Advances in Computer and Communication

Detection of Summary Obfuscation Plagiarism Using an Aggregation Approach

Mohsen Safari, Elham Ghanbari*

Department of Computer Engineering, Yadegar-e-Imam Khomeini (RAH) Shahr-e-Rey Branch, Islamic Azad University, Tehran, Iran.

*Corresponding author: Elham Ghanbari

Published: June 28,2022


Plagiarism is considered a field of text analysis, and it refers to the copying of text from an original source without referencing it. Plagiarism, which appears at various scientific and academic levels, computer programming, etc., is not only considered a fraudulent act, but it also destroys the sense of creativity and ingenuity that may otherwise develop. Creating obfuscation through text summarization and compression is a type of plagiarism in which the perpetrator replaces the words used in the sentences of an original manuscript with a synonymous word. Accordingly, the detection of this type of plagiarism is a complex task, and it is made even more challenging by having a plagiarized phrase that is shorter in length than the original one.
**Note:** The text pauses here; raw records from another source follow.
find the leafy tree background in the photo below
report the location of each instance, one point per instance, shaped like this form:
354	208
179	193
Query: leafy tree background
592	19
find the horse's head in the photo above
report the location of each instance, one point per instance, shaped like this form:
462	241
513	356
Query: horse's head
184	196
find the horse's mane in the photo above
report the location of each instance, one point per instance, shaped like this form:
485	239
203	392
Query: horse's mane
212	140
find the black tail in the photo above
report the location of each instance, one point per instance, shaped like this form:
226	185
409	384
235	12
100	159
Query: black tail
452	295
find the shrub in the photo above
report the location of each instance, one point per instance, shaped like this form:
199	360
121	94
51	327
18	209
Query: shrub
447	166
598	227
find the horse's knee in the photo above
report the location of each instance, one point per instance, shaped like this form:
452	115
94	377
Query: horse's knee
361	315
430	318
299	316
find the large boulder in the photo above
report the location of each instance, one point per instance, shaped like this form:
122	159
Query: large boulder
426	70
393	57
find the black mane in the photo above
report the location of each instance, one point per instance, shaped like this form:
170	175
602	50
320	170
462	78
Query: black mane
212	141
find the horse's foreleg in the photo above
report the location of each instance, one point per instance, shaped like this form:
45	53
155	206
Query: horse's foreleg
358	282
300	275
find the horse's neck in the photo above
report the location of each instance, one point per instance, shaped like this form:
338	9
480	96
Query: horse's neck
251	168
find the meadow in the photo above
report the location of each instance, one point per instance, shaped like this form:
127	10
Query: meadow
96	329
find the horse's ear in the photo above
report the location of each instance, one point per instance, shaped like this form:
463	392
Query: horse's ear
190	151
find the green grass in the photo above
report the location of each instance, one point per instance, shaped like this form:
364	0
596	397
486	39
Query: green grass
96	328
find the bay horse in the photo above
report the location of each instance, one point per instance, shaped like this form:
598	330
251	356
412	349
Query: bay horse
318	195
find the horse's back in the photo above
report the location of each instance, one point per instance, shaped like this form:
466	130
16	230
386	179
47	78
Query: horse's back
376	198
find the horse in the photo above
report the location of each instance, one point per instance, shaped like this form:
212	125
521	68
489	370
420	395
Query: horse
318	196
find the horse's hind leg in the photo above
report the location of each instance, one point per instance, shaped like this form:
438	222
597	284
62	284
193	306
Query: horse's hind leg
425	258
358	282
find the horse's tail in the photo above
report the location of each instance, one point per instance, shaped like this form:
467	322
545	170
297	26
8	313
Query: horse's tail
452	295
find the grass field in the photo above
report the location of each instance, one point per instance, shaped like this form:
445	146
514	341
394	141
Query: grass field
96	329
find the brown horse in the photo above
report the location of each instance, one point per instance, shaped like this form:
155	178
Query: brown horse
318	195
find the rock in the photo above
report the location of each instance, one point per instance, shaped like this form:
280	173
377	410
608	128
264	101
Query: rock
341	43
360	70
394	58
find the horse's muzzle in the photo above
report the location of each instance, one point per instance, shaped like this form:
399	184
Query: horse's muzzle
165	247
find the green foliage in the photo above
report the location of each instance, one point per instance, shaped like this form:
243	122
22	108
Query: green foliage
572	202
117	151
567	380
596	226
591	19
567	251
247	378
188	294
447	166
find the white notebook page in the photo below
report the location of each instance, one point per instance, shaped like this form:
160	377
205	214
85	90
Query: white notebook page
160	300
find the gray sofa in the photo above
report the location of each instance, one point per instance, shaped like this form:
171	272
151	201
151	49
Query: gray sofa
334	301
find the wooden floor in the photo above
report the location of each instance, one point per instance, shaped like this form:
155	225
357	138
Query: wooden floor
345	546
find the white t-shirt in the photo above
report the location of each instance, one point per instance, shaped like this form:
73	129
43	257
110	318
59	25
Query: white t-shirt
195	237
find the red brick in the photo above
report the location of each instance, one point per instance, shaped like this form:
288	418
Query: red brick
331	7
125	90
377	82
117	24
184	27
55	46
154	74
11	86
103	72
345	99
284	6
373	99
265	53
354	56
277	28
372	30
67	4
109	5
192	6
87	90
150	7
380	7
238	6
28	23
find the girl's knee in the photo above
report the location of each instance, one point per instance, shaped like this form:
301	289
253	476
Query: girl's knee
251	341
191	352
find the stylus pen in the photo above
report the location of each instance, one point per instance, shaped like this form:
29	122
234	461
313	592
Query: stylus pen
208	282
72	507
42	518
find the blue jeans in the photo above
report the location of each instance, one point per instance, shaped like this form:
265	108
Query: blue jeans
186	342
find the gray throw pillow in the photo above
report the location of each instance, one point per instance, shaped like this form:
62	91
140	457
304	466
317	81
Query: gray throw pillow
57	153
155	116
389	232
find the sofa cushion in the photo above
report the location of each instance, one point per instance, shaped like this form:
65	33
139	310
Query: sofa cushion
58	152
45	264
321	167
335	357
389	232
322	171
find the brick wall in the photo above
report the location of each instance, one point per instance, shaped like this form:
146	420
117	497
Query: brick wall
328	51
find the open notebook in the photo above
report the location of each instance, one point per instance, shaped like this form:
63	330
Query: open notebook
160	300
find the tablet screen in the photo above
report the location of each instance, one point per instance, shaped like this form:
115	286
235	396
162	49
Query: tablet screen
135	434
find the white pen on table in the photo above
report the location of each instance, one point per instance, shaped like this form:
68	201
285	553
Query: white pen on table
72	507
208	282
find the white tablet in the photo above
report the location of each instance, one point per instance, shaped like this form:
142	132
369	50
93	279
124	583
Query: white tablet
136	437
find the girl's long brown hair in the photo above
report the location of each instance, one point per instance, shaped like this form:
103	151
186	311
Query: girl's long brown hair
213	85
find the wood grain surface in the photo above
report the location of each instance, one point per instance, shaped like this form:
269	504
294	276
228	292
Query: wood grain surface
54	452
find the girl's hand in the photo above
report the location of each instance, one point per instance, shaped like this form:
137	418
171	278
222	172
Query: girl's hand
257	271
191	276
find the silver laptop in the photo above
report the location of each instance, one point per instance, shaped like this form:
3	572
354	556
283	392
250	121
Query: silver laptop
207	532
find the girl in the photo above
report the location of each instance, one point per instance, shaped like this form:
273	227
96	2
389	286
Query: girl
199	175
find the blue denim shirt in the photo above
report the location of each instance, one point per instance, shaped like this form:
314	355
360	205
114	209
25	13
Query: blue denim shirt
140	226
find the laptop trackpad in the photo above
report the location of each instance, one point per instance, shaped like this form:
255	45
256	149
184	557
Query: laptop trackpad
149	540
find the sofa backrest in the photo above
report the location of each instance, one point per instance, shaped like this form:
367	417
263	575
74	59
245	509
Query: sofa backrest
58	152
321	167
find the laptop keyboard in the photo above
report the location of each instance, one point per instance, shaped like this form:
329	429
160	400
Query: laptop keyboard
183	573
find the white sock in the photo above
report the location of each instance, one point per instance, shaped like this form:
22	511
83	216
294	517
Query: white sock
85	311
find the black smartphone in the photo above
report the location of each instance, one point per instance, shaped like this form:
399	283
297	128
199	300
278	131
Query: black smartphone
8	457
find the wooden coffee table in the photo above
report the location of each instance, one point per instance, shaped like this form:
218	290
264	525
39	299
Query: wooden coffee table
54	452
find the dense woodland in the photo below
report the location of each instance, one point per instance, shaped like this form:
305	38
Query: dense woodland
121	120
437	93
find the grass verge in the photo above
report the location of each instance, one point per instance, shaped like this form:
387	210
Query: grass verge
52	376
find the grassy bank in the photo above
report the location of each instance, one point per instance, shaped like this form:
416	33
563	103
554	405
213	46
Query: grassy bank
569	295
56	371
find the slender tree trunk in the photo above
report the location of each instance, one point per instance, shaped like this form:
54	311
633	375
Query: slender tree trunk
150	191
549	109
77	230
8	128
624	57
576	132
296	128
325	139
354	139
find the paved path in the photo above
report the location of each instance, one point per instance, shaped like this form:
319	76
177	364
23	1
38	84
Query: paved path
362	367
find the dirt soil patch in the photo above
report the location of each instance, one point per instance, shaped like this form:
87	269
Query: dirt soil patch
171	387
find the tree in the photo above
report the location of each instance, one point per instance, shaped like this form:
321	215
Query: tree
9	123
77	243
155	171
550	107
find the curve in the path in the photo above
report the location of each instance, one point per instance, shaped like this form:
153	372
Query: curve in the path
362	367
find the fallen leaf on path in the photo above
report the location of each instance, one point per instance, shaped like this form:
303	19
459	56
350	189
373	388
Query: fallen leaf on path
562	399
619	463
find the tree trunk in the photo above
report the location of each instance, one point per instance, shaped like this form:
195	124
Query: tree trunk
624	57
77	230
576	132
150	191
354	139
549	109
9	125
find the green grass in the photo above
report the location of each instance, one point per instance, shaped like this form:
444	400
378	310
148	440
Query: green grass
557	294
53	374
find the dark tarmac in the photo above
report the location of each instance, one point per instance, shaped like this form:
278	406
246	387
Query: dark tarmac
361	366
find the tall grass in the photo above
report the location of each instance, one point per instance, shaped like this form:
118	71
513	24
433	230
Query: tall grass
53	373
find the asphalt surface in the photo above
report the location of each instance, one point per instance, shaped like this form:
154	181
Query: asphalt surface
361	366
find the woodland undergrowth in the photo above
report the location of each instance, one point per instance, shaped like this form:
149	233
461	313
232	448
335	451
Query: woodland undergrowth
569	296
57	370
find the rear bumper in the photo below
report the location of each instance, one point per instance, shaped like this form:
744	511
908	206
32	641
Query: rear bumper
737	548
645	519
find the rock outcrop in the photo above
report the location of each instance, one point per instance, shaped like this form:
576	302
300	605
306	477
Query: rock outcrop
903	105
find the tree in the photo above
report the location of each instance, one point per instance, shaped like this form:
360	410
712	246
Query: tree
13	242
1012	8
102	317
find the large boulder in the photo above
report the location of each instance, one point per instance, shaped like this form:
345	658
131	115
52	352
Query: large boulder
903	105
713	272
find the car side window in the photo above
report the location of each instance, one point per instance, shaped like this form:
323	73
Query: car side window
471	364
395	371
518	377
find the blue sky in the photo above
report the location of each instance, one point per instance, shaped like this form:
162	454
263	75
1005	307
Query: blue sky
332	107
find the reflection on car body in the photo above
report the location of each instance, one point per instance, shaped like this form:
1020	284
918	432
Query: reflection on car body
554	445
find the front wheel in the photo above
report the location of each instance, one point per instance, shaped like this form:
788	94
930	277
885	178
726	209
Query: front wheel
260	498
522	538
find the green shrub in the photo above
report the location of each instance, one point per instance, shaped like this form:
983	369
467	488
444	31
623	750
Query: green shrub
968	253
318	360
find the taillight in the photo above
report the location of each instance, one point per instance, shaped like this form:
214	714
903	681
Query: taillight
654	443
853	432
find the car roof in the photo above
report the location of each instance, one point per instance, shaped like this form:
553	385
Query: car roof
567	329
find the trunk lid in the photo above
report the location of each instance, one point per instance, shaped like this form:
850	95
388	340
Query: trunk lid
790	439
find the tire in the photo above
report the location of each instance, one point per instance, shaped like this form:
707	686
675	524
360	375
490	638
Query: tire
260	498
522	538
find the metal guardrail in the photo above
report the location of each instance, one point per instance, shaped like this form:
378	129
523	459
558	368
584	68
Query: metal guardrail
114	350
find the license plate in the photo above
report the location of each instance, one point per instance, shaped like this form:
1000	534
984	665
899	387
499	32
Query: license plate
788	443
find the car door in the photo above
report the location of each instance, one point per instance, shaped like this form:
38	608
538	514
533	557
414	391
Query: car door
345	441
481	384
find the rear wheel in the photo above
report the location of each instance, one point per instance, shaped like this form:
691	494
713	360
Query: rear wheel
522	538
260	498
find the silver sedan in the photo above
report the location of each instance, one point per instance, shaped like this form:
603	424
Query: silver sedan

The proposed system in this work comprises 3 main steps: preprocessing, phrase selection, and filtering. In this approach, by customizing the Okapi Best Matching (BM25) technique and detecting semantic similarities by WordNet, the levels of two sentences in a dubious document and source document are equalized to a large extent and the scores of several similarity measures are combined by using the proposed aggregation approach; and then based on the outcome of this approach, it can be decided whether the examined text is plagiarized or not. By testing the proposed model on the PAN data set, 78% of the documents plagiarized through summarization were detected correctly.